Embracing Failure in a Container World

9 minute read

What follows is the text of my presentation, Embracing Failure in a Container World that I gave at ContainerDays in Hamburg this year. There’s no recording available, so I figured it would be fun to turn the presentation into an article. I edited the text slightly for readability and added some links for more context. You can find the original slides here.


Hi, and welcome to my talk, “Embracing Failure in a Container World”.

Today I want to show you some practices and tools you can use to make your container systems more resilient to failures.

My name is Mathias.

I’m @mlafeldt on Twitter, GitHub, and pretty much anywhere else on the internet.

I live here in Hamburg and I work remotely for a US startup called Gremlin Inc.

We obviously like to break things on purpose, but I will tell you more about Gremlin at the end of the talk.

Right now, let’s talk about a fun topic…

Outages.

Here are three of the better-known ones from this year:

  1. GitLab’s infamous “team-member-1” accidentally removed a folder on the wrong server, resulting in a long database outage.
  2. We probably all noticed the major S3 incident earlier this year, which also affected other AWS services like EC2.
  3. Last but not least, a recent server outage halted sales at many Starbucks stores in the US, but at least they gave out free coffee.

I bet you also suffered from other outages not listed here.

But what’s the lesson?

The lesson is that sooner or later, all complex systems will fail.

There will always be something that can – and will – go wrong. No matter how hard we try, we can’t build perfect software, nor can the companies we depend on.

Even S3, which has had a long track record of availability, will fail in surprising ways.

I found this quote from Henning’s talk to fit in nicely here. That’s why I turned it into a slide.

Speaking of complex systems that fail, “There’s always something with Docker in production.”

It’s funny because it’s true.

So we live in this imperfect world – things break all the time, that’s just how it is. All we can do is accept it and focus on the things we can control: creating a quality product or service that is resilient to failures.

Add redundancies, use auto scaling, gracefully degrade whenever possible, decrease coupling between system components – those are well-known design patterns to make systems more resilient to failures.

Well, at least that’s the theory. Building robust systems in practice is a lot harder, of course. How do you actually know you’re prepared for the worst in production?

Sure, you can learn from outages after the fact. That’s what postmortems are for. Postmortems are awesome, I’m a big fan. However, learning it the hard way shouldn’t be the only way to acquire operational knowledge.

Waiting for things to break in production is not an option.

But what’s the alternative?

The alternative is to break things on purpose. And Chaos Engineering is one particular approach to doing just that. The idea of Chaos Engineering is to be proactive – to inject failures before they happen in production.

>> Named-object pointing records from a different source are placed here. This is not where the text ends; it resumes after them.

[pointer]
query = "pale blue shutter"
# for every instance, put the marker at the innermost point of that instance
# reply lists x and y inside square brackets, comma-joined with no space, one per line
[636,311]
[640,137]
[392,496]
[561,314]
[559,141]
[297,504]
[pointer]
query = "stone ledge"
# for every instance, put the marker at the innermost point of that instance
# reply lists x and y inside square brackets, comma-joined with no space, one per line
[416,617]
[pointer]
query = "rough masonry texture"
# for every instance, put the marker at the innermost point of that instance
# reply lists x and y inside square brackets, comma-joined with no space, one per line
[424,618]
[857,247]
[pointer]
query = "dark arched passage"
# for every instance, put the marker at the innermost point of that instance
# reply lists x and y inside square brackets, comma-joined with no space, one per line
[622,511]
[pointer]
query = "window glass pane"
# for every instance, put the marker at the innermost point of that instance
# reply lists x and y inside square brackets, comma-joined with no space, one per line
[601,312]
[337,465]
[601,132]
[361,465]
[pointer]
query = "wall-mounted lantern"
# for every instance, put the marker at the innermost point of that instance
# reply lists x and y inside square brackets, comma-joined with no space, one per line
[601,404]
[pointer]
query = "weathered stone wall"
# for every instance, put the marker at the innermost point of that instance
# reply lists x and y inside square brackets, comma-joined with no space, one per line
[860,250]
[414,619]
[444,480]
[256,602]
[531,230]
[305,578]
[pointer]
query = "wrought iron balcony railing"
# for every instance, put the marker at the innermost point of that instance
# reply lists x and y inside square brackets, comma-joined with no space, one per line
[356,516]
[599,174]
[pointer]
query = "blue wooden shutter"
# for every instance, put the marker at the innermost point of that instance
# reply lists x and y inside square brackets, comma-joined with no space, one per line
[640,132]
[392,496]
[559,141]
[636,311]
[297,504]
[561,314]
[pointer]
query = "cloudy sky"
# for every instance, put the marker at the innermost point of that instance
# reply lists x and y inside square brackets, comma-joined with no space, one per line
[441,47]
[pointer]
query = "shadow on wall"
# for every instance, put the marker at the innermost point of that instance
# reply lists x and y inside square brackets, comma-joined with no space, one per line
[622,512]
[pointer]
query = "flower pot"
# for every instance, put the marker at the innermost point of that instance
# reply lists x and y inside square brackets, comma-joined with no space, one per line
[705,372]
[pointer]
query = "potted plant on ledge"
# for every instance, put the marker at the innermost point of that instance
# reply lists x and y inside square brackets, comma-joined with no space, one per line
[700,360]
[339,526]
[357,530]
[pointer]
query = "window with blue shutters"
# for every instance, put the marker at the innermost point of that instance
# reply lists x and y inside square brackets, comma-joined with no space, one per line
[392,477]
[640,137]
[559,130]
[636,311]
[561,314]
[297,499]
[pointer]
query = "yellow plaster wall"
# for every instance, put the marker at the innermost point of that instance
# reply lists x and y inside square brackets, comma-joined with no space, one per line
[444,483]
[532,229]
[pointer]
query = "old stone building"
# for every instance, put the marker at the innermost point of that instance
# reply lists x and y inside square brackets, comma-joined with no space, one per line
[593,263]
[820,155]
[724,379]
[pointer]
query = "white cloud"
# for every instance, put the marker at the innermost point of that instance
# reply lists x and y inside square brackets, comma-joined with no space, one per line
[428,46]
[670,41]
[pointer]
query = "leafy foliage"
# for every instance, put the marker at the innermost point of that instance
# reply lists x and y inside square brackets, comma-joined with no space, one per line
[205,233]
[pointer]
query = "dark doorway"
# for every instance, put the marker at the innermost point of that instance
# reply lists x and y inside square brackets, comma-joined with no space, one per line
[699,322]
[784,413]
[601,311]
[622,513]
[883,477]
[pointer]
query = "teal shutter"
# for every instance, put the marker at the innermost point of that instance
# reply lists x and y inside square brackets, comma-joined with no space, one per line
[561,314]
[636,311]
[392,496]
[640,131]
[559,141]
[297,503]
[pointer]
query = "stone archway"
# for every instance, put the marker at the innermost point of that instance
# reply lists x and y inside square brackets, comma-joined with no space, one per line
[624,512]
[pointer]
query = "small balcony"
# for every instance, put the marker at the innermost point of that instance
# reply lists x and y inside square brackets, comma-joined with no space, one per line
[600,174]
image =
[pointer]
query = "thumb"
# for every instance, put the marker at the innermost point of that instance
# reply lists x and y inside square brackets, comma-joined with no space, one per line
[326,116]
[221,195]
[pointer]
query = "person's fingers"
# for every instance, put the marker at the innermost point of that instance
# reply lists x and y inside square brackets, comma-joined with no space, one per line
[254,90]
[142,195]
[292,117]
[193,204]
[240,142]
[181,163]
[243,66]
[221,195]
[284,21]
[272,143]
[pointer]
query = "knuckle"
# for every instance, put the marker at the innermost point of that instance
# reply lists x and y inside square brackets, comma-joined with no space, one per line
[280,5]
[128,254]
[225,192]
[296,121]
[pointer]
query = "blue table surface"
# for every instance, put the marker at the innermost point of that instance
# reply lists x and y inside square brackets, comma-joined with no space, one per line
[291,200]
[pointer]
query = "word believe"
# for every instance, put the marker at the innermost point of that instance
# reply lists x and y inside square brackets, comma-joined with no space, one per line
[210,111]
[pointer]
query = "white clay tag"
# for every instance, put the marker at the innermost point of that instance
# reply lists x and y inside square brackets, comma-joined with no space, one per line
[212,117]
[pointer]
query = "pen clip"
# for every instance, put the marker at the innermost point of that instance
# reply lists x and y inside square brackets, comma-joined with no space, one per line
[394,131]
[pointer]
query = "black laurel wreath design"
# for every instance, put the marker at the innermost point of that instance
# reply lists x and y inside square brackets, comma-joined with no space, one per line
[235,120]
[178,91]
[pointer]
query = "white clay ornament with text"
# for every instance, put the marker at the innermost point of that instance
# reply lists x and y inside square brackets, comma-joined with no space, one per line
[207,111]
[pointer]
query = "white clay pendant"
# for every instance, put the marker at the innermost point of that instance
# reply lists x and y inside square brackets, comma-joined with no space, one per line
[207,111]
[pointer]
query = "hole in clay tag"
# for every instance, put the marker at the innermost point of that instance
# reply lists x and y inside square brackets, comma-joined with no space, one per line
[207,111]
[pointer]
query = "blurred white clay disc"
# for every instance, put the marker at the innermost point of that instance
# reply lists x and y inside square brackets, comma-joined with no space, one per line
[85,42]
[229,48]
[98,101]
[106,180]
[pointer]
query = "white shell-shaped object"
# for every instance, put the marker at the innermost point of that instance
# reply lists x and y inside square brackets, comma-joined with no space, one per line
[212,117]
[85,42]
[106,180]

Intentionally terminate cluster machines, delete database tables, inject network latency. Be creative. These actions help us verify that our infrastructure can cope with these failures, and to fix it otherwise.

However, Chaos Engineering is not only about testing assumptions, but it’s also about learning new things about our systems, like discovering hidden dependencies between components.

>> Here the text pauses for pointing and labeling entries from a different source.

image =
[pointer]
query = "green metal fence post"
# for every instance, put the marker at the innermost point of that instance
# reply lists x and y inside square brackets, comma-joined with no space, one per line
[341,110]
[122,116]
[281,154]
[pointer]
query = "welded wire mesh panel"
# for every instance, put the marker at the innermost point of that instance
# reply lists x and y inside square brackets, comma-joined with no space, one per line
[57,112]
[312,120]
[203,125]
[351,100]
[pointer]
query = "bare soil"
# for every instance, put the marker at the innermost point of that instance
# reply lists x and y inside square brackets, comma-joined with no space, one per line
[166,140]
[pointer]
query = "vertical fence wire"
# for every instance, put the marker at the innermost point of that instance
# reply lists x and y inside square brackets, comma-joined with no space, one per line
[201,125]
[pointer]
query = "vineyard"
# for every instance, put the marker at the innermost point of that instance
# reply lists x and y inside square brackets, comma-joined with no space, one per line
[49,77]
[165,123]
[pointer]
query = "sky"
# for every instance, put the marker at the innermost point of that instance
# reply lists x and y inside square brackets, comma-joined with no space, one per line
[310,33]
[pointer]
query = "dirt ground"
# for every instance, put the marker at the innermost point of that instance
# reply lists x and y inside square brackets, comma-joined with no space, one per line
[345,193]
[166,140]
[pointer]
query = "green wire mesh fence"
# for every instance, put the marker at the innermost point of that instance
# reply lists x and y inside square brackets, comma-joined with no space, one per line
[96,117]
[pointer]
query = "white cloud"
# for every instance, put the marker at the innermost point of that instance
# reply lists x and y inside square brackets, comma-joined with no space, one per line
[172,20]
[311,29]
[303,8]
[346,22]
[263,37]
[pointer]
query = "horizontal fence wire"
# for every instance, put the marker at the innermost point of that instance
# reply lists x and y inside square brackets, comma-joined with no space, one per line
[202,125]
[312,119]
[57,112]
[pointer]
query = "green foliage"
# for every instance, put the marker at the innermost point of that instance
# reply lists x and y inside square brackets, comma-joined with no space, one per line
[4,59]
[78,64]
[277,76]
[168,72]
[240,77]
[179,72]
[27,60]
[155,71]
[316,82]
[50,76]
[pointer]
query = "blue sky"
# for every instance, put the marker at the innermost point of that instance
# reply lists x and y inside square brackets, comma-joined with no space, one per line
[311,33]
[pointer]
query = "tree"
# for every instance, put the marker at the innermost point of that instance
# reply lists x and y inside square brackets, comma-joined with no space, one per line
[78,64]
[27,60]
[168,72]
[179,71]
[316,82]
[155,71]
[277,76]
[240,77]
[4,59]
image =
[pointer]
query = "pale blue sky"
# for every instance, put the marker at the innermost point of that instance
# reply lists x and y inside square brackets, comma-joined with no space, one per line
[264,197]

Chaos Engineering was originally formalized by Netflix. Check out their website – principlesofchaos.org – for more details.

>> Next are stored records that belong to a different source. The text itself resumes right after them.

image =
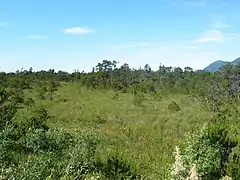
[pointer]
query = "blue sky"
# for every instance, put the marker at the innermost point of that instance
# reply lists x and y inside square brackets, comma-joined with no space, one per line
[77,34]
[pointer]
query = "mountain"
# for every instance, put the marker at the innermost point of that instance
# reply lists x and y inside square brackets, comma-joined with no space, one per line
[215,66]
[236,61]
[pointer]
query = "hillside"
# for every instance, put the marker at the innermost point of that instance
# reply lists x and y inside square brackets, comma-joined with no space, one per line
[118,123]
[215,66]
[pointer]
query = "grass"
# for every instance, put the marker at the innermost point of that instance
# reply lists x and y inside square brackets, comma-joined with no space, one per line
[143,135]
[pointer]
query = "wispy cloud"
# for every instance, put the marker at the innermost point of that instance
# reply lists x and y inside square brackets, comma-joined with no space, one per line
[34,36]
[195,3]
[211,35]
[130,45]
[219,25]
[3,24]
[78,30]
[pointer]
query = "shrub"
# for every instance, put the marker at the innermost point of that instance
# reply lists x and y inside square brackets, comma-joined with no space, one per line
[174,107]
[209,149]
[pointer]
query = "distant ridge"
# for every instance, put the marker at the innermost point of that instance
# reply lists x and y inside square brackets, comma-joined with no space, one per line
[215,66]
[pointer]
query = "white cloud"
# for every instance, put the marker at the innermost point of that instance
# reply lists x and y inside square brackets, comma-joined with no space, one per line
[219,25]
[209,36]
[130,45]
[196,3]
[3,24]
[34,36]
[78,30]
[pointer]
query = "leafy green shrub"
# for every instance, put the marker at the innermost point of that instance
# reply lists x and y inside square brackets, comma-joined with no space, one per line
[8,106]
[116,96]
[118,169]
[174,107]
[209,149]
[29,102]
[37,121]
[234,166]
[138,99]
[46,141]
[99,119]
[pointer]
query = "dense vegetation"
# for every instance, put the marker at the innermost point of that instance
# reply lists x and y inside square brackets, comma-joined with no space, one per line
[120,123]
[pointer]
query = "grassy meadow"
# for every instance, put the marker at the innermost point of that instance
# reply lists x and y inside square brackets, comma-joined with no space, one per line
[144,134]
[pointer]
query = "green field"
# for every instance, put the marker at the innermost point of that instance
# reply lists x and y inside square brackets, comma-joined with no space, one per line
[120,123]
[143,135]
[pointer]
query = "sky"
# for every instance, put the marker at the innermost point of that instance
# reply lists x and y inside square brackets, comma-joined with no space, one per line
[77,34]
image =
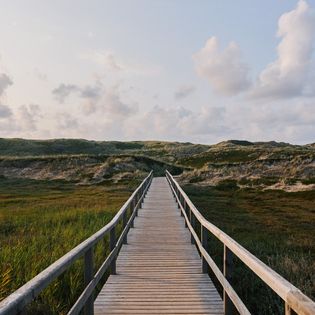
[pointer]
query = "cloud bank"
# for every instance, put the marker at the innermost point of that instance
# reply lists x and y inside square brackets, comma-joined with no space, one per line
[225,70]
[288,75]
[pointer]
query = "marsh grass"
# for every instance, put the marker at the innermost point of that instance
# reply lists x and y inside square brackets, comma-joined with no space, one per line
[276,226]
[40,221]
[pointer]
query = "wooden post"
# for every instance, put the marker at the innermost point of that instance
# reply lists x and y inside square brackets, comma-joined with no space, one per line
[192,222]
[140,197]
[185,209]
[227,271]
[131,212]
[124,225]
[88,276]
[112,244]
[288,310]
[204,242]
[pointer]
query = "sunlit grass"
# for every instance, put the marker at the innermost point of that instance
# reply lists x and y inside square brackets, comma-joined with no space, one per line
[276,226]
[40,221]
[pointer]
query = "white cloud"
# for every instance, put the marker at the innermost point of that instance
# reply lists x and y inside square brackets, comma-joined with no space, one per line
[225,70]
[5,111]
[27,116]
[5,82]
[118,65]
[114,107]
[63,91]
[183,91]
[288,75]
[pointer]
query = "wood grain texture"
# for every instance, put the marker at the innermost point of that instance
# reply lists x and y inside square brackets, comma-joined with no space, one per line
[159,271]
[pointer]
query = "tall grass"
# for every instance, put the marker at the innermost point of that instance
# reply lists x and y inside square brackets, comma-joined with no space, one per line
[276,226]
[41,221]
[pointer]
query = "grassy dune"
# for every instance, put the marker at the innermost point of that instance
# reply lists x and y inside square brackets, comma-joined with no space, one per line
[41,221]
[276,226]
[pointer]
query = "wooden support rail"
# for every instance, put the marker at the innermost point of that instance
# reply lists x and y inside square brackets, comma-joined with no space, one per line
[294,299]
[18,300]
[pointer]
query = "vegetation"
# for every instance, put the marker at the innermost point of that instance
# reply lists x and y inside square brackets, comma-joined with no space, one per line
[56,193]
[40,221]
[276,226]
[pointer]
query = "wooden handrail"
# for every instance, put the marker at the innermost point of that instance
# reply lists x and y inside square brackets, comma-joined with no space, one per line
[294,299]
[18,300]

Before we move on, let me give you a bit more context.

It’s fair to say that I learned most of the things I know about web infrastructure in my four years at Jimdo, especially when I was part of the team responsible for Wonderland, which is Jimdo’s internal PaaS.

In fact, we gave a presentation about Wonderland at ContainerDays last year. I want to spare you the details today. It’s enough to say that Wonderland uses ECS under the hood, which is Amazon’s cluster scheduler for Docker containers.

Also, Wonderland powers 100% of Jimdo’s production infrastructure. It’s not just some toy Docker project; it’s the real thing.

Now back to Chaos Engineering.

One thing we did to implement Chaos Engineering at Jimdo was to run so-called GameDay exercises on a regular basis.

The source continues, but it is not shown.